One aspect of human intelligence is striving to predict the future. The brain notices patterns, anticipates events based on past experience, and makes predictions. This helps us navigate and make sense of our world, BUT, surprisingly, this can also lead to poor qualitative research.
These nonconscious processes can leak out and be noticed by respondents. They are curious as to what the research is really about. They will read the moderator or interviewer’s tone of voice and body language:
- What are they spending most time on?
- What do they seem most interested in?
- Where is their energy being directed?
3 main things you can do to avoid biasing the results of the research.
Surface your biases and expectations before you start.
Develop an open, and non-judgmental attitude
Use best practice in interviewing – it’s designed to help avoid leading and check your understanding of the responses as you go.

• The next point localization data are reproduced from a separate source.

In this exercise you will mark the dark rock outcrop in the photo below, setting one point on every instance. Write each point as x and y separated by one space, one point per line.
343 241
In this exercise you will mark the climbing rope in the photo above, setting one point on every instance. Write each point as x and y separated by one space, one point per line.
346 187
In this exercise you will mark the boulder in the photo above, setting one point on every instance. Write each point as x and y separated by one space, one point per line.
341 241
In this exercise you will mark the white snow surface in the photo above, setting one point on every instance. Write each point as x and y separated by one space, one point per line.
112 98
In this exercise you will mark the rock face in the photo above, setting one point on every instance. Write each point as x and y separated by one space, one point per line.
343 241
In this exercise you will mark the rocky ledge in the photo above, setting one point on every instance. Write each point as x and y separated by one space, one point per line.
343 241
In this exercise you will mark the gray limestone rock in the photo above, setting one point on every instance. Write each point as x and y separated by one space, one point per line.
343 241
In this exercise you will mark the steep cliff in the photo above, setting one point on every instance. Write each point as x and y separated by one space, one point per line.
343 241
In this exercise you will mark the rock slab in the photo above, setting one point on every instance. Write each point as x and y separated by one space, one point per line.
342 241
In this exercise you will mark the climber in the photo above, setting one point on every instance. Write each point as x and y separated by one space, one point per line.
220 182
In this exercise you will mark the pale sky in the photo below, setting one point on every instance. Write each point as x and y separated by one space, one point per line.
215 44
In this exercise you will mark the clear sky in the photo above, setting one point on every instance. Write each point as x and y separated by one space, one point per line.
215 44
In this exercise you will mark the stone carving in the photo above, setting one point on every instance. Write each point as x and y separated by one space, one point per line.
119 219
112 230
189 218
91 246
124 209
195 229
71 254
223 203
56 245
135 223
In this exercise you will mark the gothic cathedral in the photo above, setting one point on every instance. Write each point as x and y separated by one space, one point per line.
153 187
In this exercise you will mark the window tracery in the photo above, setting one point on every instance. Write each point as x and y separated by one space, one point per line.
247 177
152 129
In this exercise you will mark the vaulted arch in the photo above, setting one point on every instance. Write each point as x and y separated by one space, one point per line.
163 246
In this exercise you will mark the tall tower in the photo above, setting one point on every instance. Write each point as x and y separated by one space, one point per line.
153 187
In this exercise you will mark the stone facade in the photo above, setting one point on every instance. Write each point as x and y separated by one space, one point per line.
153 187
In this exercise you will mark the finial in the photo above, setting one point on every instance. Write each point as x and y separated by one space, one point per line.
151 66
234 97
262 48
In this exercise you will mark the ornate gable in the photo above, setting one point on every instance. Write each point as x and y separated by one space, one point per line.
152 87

1. Surface your biases and expectations
Simple: discuss and note down your hypotheses about the topic. When writing the guide and interviewing, be clear that these are your ideas and you could be wrong.

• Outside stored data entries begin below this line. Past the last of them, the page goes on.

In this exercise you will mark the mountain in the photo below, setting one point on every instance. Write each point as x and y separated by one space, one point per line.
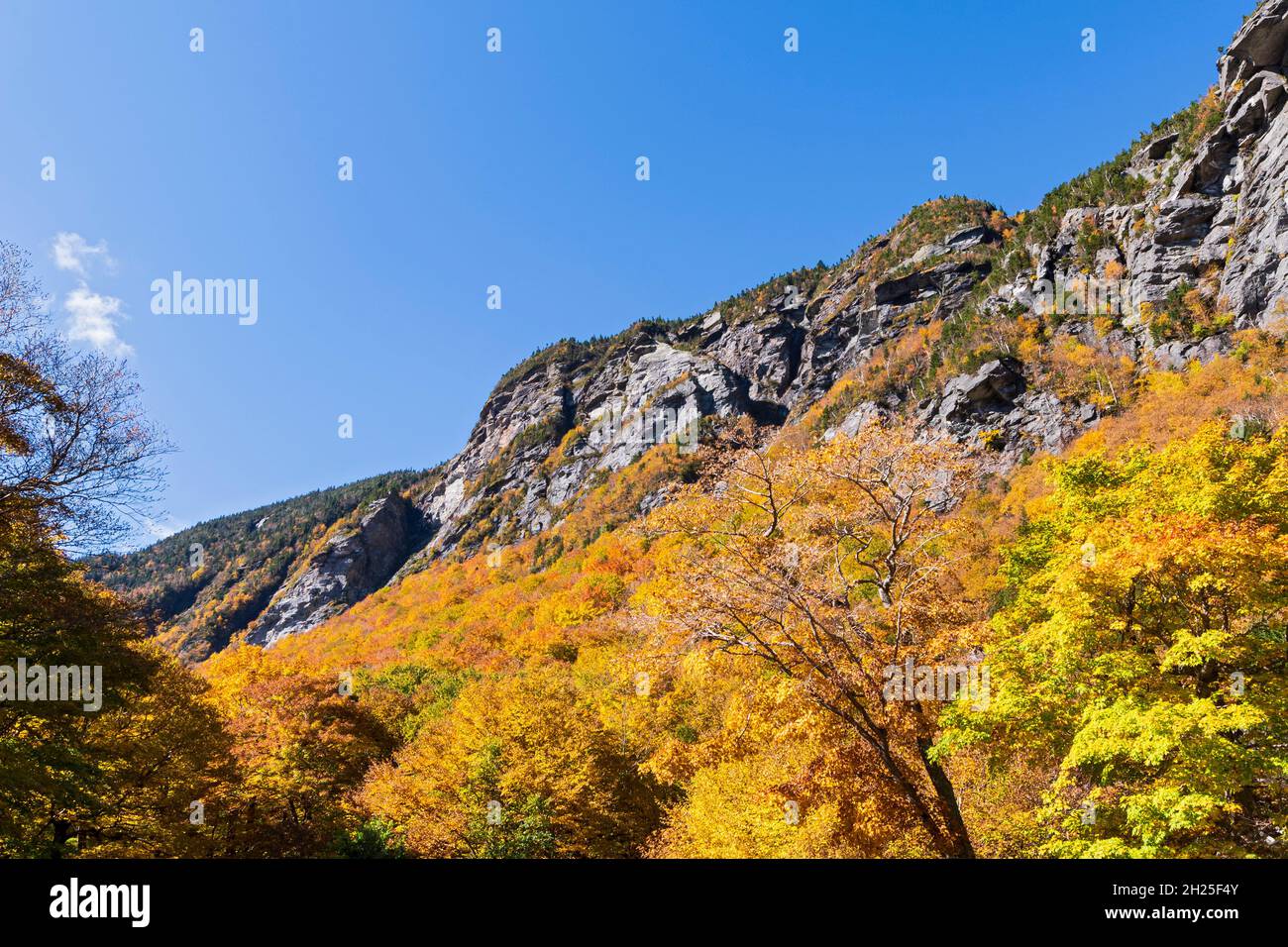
926 322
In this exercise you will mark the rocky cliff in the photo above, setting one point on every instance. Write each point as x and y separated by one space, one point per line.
1188 230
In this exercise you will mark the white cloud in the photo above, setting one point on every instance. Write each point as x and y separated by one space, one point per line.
93 320
71 252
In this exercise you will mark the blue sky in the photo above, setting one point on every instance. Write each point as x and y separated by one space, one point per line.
513 169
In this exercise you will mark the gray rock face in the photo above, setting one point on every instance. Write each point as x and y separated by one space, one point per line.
1214 210
352 566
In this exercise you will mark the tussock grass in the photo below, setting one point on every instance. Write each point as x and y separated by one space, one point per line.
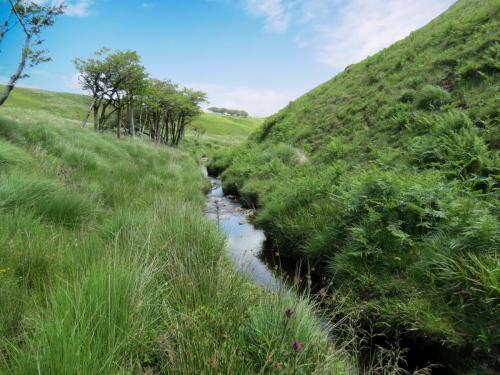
108 265
397 196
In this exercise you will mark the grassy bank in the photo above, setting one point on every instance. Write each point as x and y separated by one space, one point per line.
387 177
107 264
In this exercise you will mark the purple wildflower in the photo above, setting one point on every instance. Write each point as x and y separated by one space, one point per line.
297 346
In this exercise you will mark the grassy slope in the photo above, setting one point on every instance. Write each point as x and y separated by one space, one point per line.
388 176
214 124
107 264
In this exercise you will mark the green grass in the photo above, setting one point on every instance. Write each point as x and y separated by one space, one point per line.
108 265
387 177
220 125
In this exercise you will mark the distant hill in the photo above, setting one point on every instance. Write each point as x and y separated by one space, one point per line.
386 178
225 125
74 106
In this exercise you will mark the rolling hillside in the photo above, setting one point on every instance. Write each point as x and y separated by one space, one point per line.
386 179
109 266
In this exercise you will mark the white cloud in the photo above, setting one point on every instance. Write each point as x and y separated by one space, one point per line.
72 83
257 101
276 13
78 8
346 31
367 26
73 8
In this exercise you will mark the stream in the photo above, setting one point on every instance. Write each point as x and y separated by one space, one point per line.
244 242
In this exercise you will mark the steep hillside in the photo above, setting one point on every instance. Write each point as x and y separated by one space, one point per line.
108 265
386 178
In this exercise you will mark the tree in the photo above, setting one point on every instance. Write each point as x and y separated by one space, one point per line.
93 77
32 18
118 80
114 80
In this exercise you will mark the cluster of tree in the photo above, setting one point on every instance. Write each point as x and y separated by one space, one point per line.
32 17
229 112
122 90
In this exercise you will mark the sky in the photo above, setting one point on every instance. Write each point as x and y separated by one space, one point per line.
254 55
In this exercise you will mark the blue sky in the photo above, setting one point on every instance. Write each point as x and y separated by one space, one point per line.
255 55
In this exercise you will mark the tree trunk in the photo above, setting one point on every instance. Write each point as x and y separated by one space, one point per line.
119 124
131 123
20 68
102 119
96 117
5 25
87 115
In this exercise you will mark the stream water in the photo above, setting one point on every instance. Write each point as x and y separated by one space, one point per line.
245 245
244 242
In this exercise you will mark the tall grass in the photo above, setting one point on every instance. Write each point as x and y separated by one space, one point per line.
107 265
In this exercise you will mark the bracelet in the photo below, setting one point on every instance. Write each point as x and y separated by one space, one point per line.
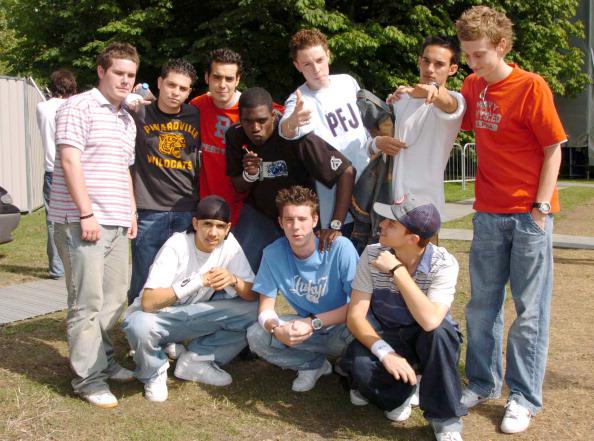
393 270
266 315
249 178
381 348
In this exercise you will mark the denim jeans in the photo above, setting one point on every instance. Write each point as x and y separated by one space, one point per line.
436 355
509 247
311 354
154 228
217 327
96 281
55 266
254 231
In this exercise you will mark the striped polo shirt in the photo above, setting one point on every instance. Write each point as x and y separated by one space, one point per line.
436 276
105 135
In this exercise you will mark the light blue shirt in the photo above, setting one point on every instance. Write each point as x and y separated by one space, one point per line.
316 284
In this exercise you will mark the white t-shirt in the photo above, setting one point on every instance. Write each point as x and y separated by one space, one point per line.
46 121
429 134
337 120
178 258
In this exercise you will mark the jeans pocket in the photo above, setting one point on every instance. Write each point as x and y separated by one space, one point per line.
531 223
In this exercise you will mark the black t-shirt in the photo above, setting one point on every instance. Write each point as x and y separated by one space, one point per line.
165 169
284 163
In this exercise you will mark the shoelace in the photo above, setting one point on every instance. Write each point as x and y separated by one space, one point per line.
451 436
514 410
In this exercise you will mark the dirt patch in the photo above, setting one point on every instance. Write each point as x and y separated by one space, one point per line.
578 221
37 402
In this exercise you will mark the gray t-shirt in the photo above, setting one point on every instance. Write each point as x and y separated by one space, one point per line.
165 172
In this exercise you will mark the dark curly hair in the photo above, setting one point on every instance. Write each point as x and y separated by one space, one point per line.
296 195
180 66
224 56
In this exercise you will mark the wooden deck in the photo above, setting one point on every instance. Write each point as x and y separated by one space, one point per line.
20 302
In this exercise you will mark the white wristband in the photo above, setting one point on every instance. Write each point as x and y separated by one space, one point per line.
187 286
249 178
380 349
266 315
373 146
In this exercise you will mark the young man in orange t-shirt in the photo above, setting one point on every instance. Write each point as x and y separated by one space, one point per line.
218 110
518 136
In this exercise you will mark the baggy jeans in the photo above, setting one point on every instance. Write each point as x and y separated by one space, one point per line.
509 247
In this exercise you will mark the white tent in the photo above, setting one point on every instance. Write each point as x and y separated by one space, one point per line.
21 149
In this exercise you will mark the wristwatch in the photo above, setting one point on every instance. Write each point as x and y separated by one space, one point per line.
543 207
335 224
316 323
393 270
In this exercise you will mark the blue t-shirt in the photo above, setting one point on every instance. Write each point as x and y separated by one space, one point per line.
316 284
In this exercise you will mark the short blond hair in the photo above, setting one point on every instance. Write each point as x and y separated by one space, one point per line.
482 21
117 50
306 38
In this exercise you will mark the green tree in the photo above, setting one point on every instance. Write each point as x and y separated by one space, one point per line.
377 41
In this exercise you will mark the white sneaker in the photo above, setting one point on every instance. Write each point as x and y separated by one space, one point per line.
306 379
174 350
414 399
471 398
122 375
193 367
448 436
103 399
401 413
357 399
156 389
516 419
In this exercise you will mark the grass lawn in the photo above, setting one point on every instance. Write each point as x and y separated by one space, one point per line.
37 402
454 192
569 198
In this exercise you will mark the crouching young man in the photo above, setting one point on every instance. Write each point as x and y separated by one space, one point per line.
399 315
199 288
317 284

Next level: Choose a relevant test to check your stereotypes about age, weight, ethnicity etc. (There are 14 altogether).
Professional: do the Bracketing exercise as used by academic researchers, so you can understand and set aside biases and prejudices during the research
2. Have an open, non-judgemental attitude
Start with EMPATHY – recognise and experience the thoughts of others AS IF they were your own.
Be GENUINE – be yourself, don’t play a role. Being authentic allows respondents to do the same.
Be NON-JUDGEMENTAL. You will meet many people who do things you don’t agree with or approve of. Accept they have their reasons – and discover what they are.
This is hard, especially since you should not give your own opinions or indicate what you think in any way. Remember: IT’S NOT ABOUT YOU. IT’S ABOUT THEM.
3. Use Best Practice in Interviewing
OPEN questions stop you making leading suggestions
PROBE the words they use to more fully understand their point of view.
PARAPHRASING allows you to show empathy without saying what you feel
SUMMARISING helps keep you on track and allows you to check you have understood them correctly.
Introduce new ideas using STIMULUS MATERIAL so you don’t have to read out loud or explain things.